One of the challenges that DeWitt encountered in the development of the medicalcoder package was staying within the 5MB package limit from the comprehensive R archive network (CRAN), while also ensuring the package contained all of the relevant ICD data. To address this, he developed the package with a dictionary that maps the relevant components of the ICD codes—including versions, descriptions, and the codes themselves—to integer codes. Then, the tables can be constructed on the machine of the end user without having to be stored in the package itself. Because DeWitt took the time to source and construct these datasets, the medicalcoder package is able to contain an entire database of ICD-9 codes from 1997–2015, as well as ICD-10 codes from 2001–2026—while the entire package remains under 3MB.

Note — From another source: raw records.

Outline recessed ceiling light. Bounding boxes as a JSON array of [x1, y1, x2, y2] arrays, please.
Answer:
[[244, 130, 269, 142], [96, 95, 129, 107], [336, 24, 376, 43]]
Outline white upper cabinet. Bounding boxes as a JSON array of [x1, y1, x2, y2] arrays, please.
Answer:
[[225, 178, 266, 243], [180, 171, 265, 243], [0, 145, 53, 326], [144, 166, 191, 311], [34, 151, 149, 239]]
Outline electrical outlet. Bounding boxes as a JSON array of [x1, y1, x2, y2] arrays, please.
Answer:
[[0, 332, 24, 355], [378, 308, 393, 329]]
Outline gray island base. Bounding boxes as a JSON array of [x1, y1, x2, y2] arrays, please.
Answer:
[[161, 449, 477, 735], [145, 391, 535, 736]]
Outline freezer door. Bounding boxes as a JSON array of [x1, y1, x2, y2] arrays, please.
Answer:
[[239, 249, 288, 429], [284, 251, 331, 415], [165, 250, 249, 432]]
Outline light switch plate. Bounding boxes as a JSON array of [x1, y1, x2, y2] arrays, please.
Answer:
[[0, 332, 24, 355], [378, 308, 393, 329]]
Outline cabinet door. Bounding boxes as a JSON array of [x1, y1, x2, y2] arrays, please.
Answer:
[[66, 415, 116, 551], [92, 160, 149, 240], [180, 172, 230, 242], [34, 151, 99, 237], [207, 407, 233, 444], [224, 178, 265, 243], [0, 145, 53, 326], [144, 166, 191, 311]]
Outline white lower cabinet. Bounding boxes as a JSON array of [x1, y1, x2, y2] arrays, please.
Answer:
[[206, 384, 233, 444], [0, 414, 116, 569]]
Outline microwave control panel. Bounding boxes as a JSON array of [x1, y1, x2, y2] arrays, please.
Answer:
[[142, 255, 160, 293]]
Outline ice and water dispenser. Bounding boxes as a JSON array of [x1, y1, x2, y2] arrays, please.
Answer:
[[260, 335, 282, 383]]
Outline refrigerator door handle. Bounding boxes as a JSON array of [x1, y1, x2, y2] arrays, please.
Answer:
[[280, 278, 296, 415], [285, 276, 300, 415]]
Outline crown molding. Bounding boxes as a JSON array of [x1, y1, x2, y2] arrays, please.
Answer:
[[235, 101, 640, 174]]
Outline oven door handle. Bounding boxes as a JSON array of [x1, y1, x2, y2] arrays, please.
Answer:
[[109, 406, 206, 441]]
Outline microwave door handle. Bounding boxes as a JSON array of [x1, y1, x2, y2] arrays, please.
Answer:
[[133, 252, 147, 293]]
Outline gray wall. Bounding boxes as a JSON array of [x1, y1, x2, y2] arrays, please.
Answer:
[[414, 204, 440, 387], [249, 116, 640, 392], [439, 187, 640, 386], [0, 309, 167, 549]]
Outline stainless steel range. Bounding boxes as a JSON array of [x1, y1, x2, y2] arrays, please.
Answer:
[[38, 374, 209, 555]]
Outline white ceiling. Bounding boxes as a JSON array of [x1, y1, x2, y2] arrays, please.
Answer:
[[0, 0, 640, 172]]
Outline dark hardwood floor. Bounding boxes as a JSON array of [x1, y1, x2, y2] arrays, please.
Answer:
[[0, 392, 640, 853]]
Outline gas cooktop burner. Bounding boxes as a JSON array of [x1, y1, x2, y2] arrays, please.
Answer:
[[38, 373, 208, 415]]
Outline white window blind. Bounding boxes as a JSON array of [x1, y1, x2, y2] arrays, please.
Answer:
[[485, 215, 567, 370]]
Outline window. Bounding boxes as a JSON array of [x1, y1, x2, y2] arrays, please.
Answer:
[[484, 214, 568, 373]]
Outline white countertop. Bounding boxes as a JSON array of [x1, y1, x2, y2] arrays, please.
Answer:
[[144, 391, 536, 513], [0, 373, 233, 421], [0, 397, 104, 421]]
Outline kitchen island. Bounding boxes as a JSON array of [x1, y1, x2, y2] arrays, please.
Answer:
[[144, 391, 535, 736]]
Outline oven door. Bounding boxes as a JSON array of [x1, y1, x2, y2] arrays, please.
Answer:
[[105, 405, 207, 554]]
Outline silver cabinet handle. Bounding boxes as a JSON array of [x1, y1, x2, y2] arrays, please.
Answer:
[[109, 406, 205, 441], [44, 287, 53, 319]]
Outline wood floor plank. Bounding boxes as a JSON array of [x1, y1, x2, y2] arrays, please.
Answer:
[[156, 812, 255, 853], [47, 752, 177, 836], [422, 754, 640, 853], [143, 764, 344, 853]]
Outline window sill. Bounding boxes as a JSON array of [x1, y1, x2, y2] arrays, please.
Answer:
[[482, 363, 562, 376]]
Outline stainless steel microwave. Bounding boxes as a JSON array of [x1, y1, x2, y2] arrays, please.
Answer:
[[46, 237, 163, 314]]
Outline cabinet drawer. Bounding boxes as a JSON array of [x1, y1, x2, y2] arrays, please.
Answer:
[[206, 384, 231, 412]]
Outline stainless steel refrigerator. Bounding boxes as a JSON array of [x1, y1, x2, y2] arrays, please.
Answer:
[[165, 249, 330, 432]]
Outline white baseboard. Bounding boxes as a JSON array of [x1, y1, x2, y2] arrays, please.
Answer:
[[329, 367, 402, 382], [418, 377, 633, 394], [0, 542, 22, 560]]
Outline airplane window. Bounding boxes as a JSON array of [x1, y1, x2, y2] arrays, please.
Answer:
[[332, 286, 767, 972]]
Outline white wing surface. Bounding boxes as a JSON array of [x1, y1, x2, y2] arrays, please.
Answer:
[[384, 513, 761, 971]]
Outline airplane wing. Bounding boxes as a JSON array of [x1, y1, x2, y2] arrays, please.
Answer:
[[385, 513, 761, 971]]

The medicalcoder package is a vital tool for clinicians and researchers who are interested in implementing comorbidity algorithms across longitudinal data. The package can be accessed at the medicalcoder page on CRAN, or it can be found on the DBMI Wall of Software, where the medicalcoder package’s documentation is linked.
Presentations on the medicalcoder Package
DeWitt is presenting about the medicalcoder R package at the virtual R/Medicine 2026 Conference on Friday, May 8 2026 at 2:06 p.m. Eastern Daylight Time (EDT). DeWitt is also presenting about the medicalcoder R package to the Colorado/Wyoming Chapter of the American Statistical Association on Friday, May 8 2026.